Boston Beer (SAM) has been in a prolonged downtrend. If it wasn't a beer company we might say it was a drought. However, a bullish divergence this year is pointing the way in the weeks ahead to a rally, which can eventually become an important bottom.
Full disclosure -- I do indulge.
Before it gets to be 5 o'clock let's look at the charts and indicators.
In this daily chart of SAM, below, we can see the lower lows and the lower highs that define a simple downtrend. Prices are below the declining 50-day and 200-day moving average lines. But notice that recent dips below $140 look like they have been bought. Also, do you see that the last bounce stopped at the underside of the 50-day average line? This might not happen on the next bounce.

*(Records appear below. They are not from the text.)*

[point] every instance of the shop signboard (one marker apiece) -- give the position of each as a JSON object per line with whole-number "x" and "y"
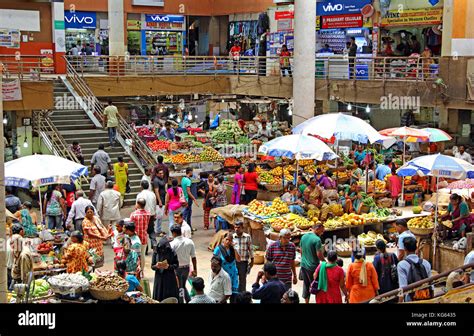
{"x": 339, "y": 7}
{"x": 362, "y": 71}
{"x": 11, "y": 90}
{"x": 134, "y": 25}
{"x": 163, "y": 22}
{"x": 341, "y": 21}
{"x": 412, "y": 17}
{"x": 283, "y": 25}
{"x": 283, "y": 15}
{"x": 80, "y": 20}
{"x": 155, "y": 3}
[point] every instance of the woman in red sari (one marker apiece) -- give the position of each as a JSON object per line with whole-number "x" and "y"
{"x": 330, "y": 281}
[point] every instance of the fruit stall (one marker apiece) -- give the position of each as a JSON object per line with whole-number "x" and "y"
{"x": 271, "y": 217}
{"x": 80, "y": 287}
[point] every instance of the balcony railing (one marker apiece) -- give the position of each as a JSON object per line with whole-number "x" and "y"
{"x": 26, "y": 67}
{"x": 331, "y": 67}
{"x": 328, "y": 67}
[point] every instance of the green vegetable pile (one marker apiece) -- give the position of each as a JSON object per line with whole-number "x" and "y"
{"x": 41, "y": 288}
{"x": 383, "y": 212}
{"x": 368, "y": 201}
{"x": 228, "y": 131}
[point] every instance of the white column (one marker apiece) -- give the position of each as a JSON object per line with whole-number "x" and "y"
{"x": 116, "y": 28}
{"x": 304, "y": 67}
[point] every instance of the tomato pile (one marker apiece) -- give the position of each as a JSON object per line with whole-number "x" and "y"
{"x": 158, "y": 145}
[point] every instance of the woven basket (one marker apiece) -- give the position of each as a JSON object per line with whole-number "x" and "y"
{"x": 259, "y": 258}
{"x": 420, "y": 231}
{"x": 255, "y": 225}
{"x": 344, "y": 254}
{"x": 274, "y": 187}
{"x": 104, "y": 295}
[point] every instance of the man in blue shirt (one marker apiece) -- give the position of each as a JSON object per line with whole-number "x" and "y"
{"x": 404, "y": 266}
{"x": 359, "y": 154}
{"x": 272, "y": 289}
{"x": 383, "y": 170}
{"x": 168, "y": 132}
{"x": 186, "y": 184}
{"x": 401, "y": 226}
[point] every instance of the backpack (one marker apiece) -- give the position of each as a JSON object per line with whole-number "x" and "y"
{"x": 417, "y": 272}
{"x": 389, "y": 268}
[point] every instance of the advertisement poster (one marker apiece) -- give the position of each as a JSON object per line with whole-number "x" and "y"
{"x": 11, "y": 90}
{"x": 413, "y": 17}
{"x": 10, "y": 38}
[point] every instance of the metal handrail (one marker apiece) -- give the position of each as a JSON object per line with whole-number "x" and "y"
{"x": 124, "y": 130}
{"x": 51, "y": 135}
{"x": 327, "y": 67}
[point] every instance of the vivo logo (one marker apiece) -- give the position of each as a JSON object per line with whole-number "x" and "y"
{"x": 333, "y": 8}
{"x": 159, "y": 18}
{"x": 79, "y": 20}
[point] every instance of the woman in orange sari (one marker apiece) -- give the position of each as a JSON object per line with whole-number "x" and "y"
{"x": 94, "y": 232}
{"x": 362, "y": 282}
{"x": 76, "y": 256}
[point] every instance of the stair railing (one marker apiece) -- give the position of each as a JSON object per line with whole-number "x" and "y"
{"x": 125, "y": 131}
{"x": 51, "y": 137}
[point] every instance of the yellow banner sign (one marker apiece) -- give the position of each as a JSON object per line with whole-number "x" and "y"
{"x": 412, "y": 17}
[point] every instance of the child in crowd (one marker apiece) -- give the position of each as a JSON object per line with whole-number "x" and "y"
{"x": 118, "y": 243}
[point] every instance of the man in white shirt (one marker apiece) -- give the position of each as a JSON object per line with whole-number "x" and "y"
{"x": 220, "y": 288}
{"x": 469, "y": 260}
{"x": 185, "y": 228}
{"x": 78, "y": 211}
{"x": 108, "y": 206}
{"x": 401, "y": 226}
{"x": 150, "y": 199}
{"x": 463, "y": 155}
{"x": 185, "y": 251}
{"x": 97, "y": 186}
{"x": 147, "y": 177}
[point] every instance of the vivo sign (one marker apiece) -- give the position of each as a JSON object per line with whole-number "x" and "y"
{"x": 334, "y": 7}
{"x": 80, "y": 20}
{"x": 164, "y": 18}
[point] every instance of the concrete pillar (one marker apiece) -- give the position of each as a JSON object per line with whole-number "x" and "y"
{"x": 304, "y": 69}
{"x": 117, "y": 28}
{"x": 214, "y": 34}
{"x": 59, "y": 36}
{"x": 448, "y": 14}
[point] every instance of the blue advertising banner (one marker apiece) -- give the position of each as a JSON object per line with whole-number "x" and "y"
{"x": 164, "y": 18}
{"x": 337, "y": 7}
{"x": 80, "y": 20}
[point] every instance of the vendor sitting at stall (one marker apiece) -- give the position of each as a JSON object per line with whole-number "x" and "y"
{"x": 327, "y": 182}
{"x": 167, "y": 132}
{"x": 133, "y": 282}
{"x": 291, "y": 198}
{"x": 313, "y": 195}
{"x": 460, "y": 216}
{"x": 28, "y": 219}
{"x": 76, "y": 256}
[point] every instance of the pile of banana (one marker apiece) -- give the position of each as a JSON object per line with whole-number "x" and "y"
{"x": 421, "y": 222}
{"x": 260, "y": 209}
{"x": 368, "y": 239}
{"x": 290, "y": 221}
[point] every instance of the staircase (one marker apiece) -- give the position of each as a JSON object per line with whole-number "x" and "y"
{"x": 76, "y": 125}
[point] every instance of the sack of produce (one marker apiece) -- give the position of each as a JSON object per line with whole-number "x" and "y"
{"x": 68, "y": 283}
{"x": 108, "y": 286}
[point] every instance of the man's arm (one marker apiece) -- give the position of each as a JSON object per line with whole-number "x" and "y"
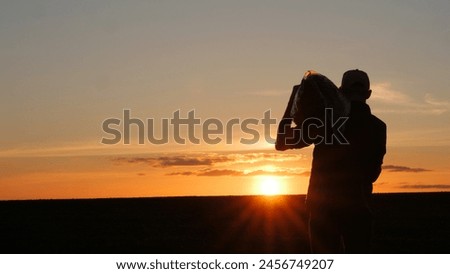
{"x": 287, "y": 136}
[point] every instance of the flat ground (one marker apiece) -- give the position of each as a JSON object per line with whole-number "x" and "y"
{"x": 404, "y": 223}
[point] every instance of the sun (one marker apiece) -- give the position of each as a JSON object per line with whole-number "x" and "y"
{"x": 269, "y": 185}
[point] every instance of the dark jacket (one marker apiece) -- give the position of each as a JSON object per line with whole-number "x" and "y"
{"x": 342, "y": 174}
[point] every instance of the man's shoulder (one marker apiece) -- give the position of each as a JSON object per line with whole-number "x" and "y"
{"x": 377, "y": 122}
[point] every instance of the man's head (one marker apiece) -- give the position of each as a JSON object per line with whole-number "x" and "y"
{"x": 355, "y": 85}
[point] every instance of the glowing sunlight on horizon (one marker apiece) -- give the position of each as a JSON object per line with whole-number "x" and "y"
{"x": 269, "y": 186}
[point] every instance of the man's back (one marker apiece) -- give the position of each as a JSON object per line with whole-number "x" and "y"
{"x": 342, "y": 174}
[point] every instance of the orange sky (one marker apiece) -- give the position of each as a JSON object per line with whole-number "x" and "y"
{"x": 66, "y": 67}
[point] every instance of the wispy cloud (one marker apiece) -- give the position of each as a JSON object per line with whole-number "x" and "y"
{"x": 395, "y": 101}
{"x": 232, "y": 172}
{"x": 393, "y": 168}
{"x": 269, "y": 93}
{"x": 179, "y": 160}
{"x": 210, "y": 159}
{"x": 425, "y": 186}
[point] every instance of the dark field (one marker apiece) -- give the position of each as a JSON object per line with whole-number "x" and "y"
{"x": 404, "y": 223}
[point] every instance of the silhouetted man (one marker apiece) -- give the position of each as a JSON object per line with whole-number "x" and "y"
{"x": 342, "y": 175}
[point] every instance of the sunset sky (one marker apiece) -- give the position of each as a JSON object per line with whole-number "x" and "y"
{"x": 67, "y": 66}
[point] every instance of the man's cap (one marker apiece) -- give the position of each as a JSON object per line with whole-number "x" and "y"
{"x": 356, "y": 76}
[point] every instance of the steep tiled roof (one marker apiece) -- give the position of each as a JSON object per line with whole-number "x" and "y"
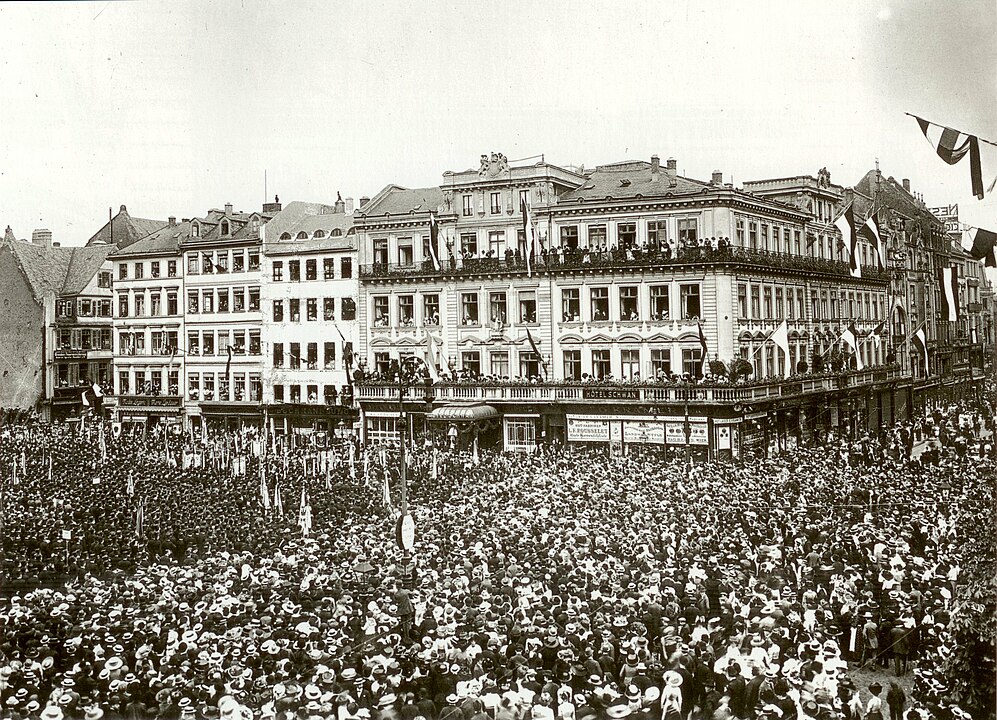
{"x": 629, "y": 179}
{"x": 163, "y": 240}
{"x": 123, "y": 230}
{"x": 85, "y": 263}
{"x": 45, "y": 268}
{"x": 397, "y": 200}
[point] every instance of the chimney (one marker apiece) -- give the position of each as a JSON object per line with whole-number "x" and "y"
{"x": 41, "y": 237}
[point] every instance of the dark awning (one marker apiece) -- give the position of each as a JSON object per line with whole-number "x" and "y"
{"x": 464, "y": 413}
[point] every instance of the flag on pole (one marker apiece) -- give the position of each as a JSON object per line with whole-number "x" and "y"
{"x": 952, "y": 146}
{"x": 949, "y": 284}
{"x": 527, "y": 236}
{"x": 434, "y": 372}
{"x": 704, "y": 350}
{"x": 851, "y": 340}
{"x": 920, "y": 344}
{"x": 533, "y": 346}
{"x": 871, "y": 227}
{"x": 980, "y": 245}
{"x": 846, "y": 225}
{"x": 781, "y": 339}
{"x": 434, "y": 238}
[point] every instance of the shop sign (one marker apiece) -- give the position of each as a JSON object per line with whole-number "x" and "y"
{"x": 587, "y": 430}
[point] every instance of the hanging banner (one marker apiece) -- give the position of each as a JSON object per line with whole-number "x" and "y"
{"x": 587, "y": 430}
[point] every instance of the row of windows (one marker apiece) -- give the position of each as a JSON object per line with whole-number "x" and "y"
{"x": 292, "y": 358}
{"x": 203, "y": 342}
{"x": 311, "y": 269}
{"x": 156, "y": 268}
{"x": 205, "y": 262}
{"x": 142, "y": 304}
{"x": 223, "y": 300}
{"x": 83, "y": 339}
{"x": 83, "y": 307}
{"x": 149, "y": 382}
{"x": 347, "y": 309}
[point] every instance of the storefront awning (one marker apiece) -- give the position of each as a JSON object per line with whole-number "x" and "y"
{"x": 464, "y": 413}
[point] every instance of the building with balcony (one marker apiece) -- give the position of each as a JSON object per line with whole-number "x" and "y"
{"x": 149, "y": 357}
{"x": 309, "y": 291}
{"x": 632, "y": 268}
{"x": 222, "y": 320}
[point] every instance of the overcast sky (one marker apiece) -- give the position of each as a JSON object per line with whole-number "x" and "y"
{"x": 174, "y": 108}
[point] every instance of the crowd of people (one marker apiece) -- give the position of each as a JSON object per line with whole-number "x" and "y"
{"x": 162, "y": 577}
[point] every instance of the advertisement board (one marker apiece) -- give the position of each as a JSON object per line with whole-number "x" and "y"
{"x": 580, "y": 430}
{"x": 647, "y": 432}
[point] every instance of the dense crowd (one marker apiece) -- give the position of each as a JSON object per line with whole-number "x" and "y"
{"x": 563, "y": 584}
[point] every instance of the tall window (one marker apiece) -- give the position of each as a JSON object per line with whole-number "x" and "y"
{"x": 601, "y": 364}
{"x": 572, "y": 364}
{"x": 431, "y": 309}
{"x": 469, "y": 308}
{"x": 630, "y": 363}
{"x": 628, "y": 303}
{"x": 570, "y": 305}
{"x": 690, "y": 301}
{"x": 599, "y": 303}
{"x": 497, "y": 308}
{"x": 661, "y": 362}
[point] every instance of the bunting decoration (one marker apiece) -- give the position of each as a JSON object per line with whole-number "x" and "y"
{"x": 952, "y": 146}
{"x": 949, "y": 284}
{"x": 979, "y": 244}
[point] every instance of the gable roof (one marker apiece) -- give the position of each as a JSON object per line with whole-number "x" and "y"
{"x": 123, "y": 230}
{"x": 628, "y": 179}
{"x": 83, "y": 266}
{"x": 397, "y": 200}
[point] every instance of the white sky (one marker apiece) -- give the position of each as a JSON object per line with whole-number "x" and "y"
{"x": 173, "y": 108}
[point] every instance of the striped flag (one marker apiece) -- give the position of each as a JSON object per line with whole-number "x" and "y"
{"x": 851, "y": 340}
{"x": 846, "y": 225}
{"x": 979, "y": 244}
{"x": 920, "y": 345}
{"x": 949, "y": 284}
{"x": 952, "y": 146}
{"x": 527, "y": 236}
{"x": 871, "y": 227}
{"x": 434, "y": 239}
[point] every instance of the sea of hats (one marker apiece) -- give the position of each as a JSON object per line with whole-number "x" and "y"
{"x": 557, "y": 585}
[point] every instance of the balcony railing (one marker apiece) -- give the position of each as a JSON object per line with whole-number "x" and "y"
{"x": 572, "y": 260}
{"x": 649, "y": 394}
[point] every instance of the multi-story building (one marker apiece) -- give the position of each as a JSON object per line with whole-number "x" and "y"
{"x": 309, "y": 292}
{"x": 637, "y": 269}
{"x": 222, "y": 319}
{"x": 149, "y": 356}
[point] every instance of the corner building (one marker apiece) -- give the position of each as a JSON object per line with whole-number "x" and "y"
{"x": 632, "y": 260}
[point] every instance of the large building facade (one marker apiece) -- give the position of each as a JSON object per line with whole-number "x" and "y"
{"x": 634, "y": 269}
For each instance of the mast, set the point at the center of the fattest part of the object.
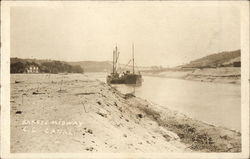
(113, 62)
(133, 58)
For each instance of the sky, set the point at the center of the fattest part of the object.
(163, 33)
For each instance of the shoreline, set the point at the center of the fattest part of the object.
(227, 75)
(110, 121)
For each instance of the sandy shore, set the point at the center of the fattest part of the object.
(75, 113)
(217, 75)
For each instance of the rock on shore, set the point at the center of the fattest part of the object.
(76, 113)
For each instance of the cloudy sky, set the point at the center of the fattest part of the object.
(163, 33)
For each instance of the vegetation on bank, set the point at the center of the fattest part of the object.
(222, 59)
(21, 65)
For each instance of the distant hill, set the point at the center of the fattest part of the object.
(94, 66)
(223, 59)
(18, 65)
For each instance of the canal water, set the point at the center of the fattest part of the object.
(215, 103)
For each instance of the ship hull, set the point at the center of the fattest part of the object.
(125, 79)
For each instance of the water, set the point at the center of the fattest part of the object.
(214, 103)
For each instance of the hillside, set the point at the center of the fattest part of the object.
(94, 66)
(222, 59)
(18, 65)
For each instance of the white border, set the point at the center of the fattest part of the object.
(5, 84)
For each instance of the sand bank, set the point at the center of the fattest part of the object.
(74, 113)
(217, 75)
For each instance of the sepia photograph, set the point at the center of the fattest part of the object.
(128, 77)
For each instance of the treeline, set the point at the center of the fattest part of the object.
(21, 66)
(223, 59)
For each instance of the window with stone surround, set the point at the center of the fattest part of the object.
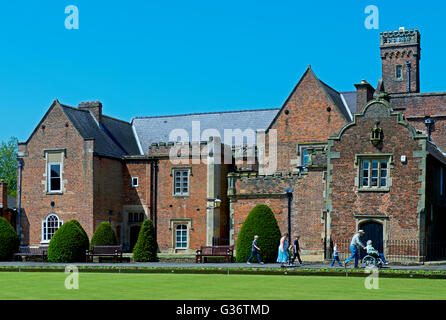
(399, 72)
(54, 160)
(135, 182)
(374, 173)
(49, 227)
(181, 236)
(181, 182)
(136, 217)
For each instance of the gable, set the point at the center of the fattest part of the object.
(313, 111)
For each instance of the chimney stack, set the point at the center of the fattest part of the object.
(95, 107)
(364, 93)
(399, 50)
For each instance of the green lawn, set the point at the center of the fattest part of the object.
(50, 285)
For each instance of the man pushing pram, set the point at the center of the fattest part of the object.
(374, 253)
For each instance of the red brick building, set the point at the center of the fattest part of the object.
(330, 134)
(366, 158)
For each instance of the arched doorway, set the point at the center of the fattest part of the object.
(372, 231)
(134, 233)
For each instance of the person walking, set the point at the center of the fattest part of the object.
(374, 253)
(255, 251)
(296, 250)
(283, 249)
(336, 256)
(355, 245)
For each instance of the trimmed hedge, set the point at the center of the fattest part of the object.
(104, 235)
(261, 222)
(80, 226)
(9, 240)
(145, 249)
(68, 243)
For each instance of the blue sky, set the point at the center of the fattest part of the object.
(145, 58)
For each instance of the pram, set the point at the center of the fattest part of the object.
(372, 260)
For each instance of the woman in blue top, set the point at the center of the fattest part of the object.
(283, 249)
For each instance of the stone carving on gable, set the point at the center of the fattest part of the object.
(376, 134)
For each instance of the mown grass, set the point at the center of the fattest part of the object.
(125, 286)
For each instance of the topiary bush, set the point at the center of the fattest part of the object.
(145, 249)
(104, 235)
(261, 222)
(68, 243)
(80, 226)
(9, 240)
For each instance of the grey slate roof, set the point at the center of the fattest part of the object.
(112, 139)
(157, 129)
(122, 133)
(337, 99)
(350, 99)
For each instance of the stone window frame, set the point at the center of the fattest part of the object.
(381, 219)
(174, 222)
(44, 230)
(307, 145)
(402, 72)
(135, 185)
(63, 153)
(172, 174)
(376, 156)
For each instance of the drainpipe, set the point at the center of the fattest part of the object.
(19, 202)
(289, 192)
(409, 68)
(155, 196)
(151, 190)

Yes, the On-Balance-Volume (OBV) line is declining but that might change soon. In the lower panel is the real reason for my optimism -- a bullish divergence. Since January SAM has made lower lows but momentum has made higher lows. This bullish divergence tells us that the pace of the decline is slowing and this can foreshadow a rally.
In this weekly chart of SAM, below, we can see the decline from early 2015 and that prices are still below the declining 40-week moving average line. The weekly OBV line is weak but may be at the end of its decline. The Moving Average Convergence Divergence (MACD) oscillator is below the zero line but has begun to narrow toward a cover shorts buy signal.
In this Point and Figure chart of SAM, below, we can see the long downtrend. The "4" on the chart is the first entry for April. It will take a rally to $151.33 to put prices in an up column of Xs.
Bottom line: Wine, beer or spirits? It's all good and a close above $150 will be a close above the high of the low week. This simple reversal pattern is probably going to get SAM moving again.